Friday, May 16, 2008

Two Ignoble Instincts

For a long time, I've said that the most ignoble instinct that exists in people is the desire to foment discord between others. Although our society is generally a well-formed and well-developed sort of place, you still sometimes get the chance to see people's baser instincts/nature come out when:

Person A, in a temporary vent or just in the confidence of two-party fidelity with person B, states an other-than-flattering opinion of person C to person B.

Person B goes and relays this (either word-for-word or perhaps in an even worse light) to person C.

In other words, person B has just fomented discord between persons A and C, ostensibly for no other reason that just for the sheer enjoyment of watching a bunch of sparks fly.

Of course, there can be a fine line here -- sometimes telling someone what's being said is the right thing for all parties. I would expect that on some level from my own friends.

But that shouldn't obscure the main point. I think everyone reading this knows a fomenter of discord in their midst or at least has at some point in their life.

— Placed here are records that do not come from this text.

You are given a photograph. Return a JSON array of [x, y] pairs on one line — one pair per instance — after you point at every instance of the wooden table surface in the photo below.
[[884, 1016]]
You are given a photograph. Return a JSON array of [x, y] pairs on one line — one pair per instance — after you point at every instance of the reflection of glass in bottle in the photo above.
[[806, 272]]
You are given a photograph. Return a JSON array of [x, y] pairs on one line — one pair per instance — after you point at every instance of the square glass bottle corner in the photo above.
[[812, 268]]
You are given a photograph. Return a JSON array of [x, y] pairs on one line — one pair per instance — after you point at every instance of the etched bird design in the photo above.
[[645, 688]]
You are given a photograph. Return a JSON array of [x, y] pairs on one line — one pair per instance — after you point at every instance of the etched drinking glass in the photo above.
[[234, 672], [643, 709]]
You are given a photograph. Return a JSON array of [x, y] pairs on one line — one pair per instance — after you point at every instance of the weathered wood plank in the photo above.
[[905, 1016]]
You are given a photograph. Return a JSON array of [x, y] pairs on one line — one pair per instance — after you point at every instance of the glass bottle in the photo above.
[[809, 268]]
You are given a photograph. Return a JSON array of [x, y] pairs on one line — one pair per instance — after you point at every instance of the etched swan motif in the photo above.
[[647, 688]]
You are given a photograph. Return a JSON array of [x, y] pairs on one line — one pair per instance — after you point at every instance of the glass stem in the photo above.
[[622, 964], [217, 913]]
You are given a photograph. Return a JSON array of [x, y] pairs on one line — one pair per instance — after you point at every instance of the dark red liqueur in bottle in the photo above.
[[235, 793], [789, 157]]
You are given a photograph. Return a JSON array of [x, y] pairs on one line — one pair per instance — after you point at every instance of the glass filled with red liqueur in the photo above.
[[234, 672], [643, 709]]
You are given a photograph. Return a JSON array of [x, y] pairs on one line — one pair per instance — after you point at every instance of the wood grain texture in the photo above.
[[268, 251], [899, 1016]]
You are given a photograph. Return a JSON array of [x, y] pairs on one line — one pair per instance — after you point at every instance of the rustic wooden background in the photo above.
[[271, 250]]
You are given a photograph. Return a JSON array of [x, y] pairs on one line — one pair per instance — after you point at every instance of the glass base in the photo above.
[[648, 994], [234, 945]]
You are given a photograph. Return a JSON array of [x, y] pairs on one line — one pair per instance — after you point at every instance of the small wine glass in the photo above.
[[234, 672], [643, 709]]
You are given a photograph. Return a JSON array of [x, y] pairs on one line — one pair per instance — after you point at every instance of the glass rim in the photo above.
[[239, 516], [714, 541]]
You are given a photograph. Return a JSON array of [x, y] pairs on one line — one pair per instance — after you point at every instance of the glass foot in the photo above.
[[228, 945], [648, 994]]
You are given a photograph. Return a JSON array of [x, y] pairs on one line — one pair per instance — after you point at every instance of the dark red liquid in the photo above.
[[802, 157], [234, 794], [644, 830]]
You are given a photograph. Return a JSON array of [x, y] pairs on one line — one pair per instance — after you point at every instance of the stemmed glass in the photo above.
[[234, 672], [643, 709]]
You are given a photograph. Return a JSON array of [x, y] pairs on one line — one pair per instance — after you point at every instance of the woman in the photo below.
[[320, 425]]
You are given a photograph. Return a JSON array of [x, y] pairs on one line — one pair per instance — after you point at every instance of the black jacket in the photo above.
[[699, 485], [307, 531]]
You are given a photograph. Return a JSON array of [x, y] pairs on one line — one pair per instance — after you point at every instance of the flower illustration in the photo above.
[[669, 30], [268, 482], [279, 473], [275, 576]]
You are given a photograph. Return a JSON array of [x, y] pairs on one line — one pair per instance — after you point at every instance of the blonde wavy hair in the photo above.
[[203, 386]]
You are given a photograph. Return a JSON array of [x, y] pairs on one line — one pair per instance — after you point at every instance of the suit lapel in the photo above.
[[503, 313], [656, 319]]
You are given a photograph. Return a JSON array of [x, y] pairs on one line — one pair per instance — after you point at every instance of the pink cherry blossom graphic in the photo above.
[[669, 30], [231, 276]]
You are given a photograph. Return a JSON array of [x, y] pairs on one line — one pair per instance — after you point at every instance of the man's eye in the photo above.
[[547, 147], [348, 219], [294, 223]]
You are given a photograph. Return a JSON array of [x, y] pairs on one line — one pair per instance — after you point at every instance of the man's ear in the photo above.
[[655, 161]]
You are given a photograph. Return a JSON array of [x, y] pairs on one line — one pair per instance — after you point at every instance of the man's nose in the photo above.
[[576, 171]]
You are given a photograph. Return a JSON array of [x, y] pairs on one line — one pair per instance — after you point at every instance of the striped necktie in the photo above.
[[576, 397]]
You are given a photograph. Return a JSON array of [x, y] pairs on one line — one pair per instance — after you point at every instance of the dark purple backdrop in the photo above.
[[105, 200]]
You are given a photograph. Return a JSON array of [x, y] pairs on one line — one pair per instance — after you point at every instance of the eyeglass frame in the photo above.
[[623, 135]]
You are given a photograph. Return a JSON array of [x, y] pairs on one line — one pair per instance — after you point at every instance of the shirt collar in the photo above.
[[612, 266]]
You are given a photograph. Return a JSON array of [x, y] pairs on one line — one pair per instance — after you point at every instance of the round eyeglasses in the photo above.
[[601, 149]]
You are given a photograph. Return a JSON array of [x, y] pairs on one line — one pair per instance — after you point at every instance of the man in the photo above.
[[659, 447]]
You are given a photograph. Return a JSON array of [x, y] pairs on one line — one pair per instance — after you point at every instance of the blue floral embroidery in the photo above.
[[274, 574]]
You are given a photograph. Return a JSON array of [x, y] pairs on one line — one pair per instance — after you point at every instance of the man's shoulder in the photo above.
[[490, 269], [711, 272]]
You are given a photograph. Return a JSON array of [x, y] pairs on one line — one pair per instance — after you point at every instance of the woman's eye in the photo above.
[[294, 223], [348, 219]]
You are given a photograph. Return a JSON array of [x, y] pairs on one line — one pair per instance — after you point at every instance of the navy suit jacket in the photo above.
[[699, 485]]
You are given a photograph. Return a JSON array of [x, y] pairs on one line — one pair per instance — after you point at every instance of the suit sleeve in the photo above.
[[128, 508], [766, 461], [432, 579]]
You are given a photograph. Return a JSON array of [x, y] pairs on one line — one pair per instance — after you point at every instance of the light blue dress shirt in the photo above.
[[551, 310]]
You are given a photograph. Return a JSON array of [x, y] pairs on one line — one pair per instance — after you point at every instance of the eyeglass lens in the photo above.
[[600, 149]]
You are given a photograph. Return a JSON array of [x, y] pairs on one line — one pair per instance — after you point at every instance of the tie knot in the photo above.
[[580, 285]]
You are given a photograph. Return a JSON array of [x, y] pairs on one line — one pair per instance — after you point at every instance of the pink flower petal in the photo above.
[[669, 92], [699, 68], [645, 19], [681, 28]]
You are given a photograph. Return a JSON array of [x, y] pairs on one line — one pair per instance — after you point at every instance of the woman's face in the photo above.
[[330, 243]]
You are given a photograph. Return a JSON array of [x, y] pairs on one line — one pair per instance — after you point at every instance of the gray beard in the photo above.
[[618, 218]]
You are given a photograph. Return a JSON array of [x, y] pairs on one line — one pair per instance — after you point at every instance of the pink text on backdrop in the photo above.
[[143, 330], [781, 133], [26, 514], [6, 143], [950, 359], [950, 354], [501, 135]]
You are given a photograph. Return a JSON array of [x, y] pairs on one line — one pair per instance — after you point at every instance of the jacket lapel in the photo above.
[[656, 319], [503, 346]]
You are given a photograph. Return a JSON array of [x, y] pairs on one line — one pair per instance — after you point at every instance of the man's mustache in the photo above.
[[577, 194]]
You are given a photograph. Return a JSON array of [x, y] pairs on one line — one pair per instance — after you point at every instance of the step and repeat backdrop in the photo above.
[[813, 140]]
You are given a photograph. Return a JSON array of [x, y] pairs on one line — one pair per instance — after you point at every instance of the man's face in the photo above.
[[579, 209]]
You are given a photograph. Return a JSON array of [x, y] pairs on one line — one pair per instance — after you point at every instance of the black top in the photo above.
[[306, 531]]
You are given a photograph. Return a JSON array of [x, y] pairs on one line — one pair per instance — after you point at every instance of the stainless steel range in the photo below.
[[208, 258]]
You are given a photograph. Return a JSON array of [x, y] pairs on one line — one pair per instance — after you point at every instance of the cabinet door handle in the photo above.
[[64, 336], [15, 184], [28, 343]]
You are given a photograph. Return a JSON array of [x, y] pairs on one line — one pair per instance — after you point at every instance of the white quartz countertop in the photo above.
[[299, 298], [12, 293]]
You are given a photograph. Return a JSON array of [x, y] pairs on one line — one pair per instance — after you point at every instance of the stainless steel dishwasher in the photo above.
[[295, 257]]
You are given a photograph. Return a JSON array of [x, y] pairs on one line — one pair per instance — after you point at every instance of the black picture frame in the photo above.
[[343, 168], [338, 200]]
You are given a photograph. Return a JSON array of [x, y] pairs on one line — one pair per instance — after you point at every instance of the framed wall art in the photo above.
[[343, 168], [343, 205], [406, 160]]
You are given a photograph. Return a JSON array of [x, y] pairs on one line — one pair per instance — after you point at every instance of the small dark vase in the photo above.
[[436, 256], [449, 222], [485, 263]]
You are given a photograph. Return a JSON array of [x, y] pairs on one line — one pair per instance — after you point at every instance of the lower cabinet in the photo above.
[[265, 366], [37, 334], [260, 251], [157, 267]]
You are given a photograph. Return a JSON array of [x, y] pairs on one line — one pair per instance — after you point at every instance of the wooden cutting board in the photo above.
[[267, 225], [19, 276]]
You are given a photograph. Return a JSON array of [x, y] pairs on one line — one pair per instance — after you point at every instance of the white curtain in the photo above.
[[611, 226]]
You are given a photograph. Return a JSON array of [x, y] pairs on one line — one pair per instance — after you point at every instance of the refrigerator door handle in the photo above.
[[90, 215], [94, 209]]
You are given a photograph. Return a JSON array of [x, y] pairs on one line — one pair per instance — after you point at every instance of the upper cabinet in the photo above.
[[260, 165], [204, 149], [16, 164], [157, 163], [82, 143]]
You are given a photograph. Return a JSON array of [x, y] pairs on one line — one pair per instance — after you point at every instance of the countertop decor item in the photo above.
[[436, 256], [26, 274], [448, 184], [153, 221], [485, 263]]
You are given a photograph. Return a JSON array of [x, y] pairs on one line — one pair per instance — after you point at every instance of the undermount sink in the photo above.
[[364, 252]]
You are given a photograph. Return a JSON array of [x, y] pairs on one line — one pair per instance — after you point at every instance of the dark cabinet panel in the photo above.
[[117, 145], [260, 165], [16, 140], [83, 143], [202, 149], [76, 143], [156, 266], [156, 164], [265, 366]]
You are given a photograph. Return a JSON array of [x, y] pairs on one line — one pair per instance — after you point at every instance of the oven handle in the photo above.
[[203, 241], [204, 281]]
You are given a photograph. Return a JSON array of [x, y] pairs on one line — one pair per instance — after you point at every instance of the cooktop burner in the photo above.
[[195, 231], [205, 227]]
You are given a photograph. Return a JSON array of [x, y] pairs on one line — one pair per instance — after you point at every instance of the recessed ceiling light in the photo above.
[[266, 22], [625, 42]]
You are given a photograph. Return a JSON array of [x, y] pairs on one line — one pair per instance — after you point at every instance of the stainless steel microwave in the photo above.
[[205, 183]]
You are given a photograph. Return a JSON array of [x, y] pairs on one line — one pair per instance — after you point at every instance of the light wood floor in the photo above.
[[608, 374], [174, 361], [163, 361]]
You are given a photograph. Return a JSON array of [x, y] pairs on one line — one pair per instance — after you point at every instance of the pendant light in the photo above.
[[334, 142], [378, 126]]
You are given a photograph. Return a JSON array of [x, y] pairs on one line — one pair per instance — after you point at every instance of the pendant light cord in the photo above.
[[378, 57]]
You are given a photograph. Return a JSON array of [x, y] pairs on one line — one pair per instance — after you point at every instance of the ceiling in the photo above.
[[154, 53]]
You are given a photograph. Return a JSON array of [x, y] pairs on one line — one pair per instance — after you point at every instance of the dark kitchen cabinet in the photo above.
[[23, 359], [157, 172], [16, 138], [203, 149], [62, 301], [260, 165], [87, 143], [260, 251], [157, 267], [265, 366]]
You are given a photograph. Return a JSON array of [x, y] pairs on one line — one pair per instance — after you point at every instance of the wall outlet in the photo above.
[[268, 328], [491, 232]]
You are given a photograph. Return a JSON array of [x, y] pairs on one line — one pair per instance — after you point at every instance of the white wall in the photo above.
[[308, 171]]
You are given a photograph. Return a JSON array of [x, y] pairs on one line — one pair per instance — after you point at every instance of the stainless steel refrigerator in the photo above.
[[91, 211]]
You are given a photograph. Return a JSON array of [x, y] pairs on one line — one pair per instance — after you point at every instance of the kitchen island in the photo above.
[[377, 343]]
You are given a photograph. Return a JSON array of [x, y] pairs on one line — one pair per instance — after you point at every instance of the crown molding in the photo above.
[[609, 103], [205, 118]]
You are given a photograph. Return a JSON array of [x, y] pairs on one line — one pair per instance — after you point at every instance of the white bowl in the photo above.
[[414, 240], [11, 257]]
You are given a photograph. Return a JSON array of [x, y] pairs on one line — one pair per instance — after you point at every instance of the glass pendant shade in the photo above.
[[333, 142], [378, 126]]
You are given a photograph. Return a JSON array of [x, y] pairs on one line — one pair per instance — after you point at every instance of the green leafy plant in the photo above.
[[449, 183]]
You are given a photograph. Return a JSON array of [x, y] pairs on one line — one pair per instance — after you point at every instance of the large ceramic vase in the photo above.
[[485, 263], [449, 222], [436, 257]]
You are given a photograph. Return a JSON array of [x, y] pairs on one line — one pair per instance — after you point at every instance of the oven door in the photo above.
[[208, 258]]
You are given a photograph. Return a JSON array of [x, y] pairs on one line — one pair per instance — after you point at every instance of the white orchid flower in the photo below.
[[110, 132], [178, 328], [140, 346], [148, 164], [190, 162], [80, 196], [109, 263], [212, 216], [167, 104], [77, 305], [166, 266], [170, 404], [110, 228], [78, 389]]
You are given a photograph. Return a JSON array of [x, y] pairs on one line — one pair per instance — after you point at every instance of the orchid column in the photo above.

I think everyone reading this has been "burned" at some point by someone to whom they thought they revealed something in confidence or in a temporary and ultimately insignificant vent.

And if many major religions and philosophies tell us that peacemaking is the noblest of instincts, it seems like a reasonable next step to say that peace-breaking (or fomenting of discord) is the mirror-image opposite. Got it? Check.

Well, here's number two:

When someone's desire to make 'the other guy' look bad trumps his desire to accomplish the goal at hand.

That's pretty messed up, I know, but it happens all the time. The best way to see it is in one of the many "mini-crises" that pop up all the time in everyday work situations:

The presentation starts in ten minutes and the copies aren't ready.

The reception room is starting to fill up and the food hasn't gotten here yet.

We just missed our exit and now we're ten miles past the turn for headquarters.

Tom is getting ready to speak to the boss but just realized he doesn't have a necktie.

We don't often see people's more elemental nature because modern life doesn't present us with too many Lord of the Flies-type scenarios. But these little "mini-crisis" situations, which could be work- or personal-related, really, give us the next-best thing.

Anytime these sort of things pop up, the people surrounding the miniature-train wreck are faced with two basic options. They can think of themselves as team members, spring into action, and help turn their energies towards solving the issue at hand and save blame-casting for later. Or, alternatively, they can immediately spring into finger-pointing mode: shut down, turn off the "I care" button, and tacitly or even explicitly express a desire to watch someone else fail.

To shut down and not help is pretty bad. But a wholly different line is crossed when someone's desire to see 'the other guy' fail trumps his or her desire to see the job get done.

When I see that, some synapse somewhere in my own head gets rewired to tell me this: I have just gotten a glimpse into someone's character, and what I saw was awful.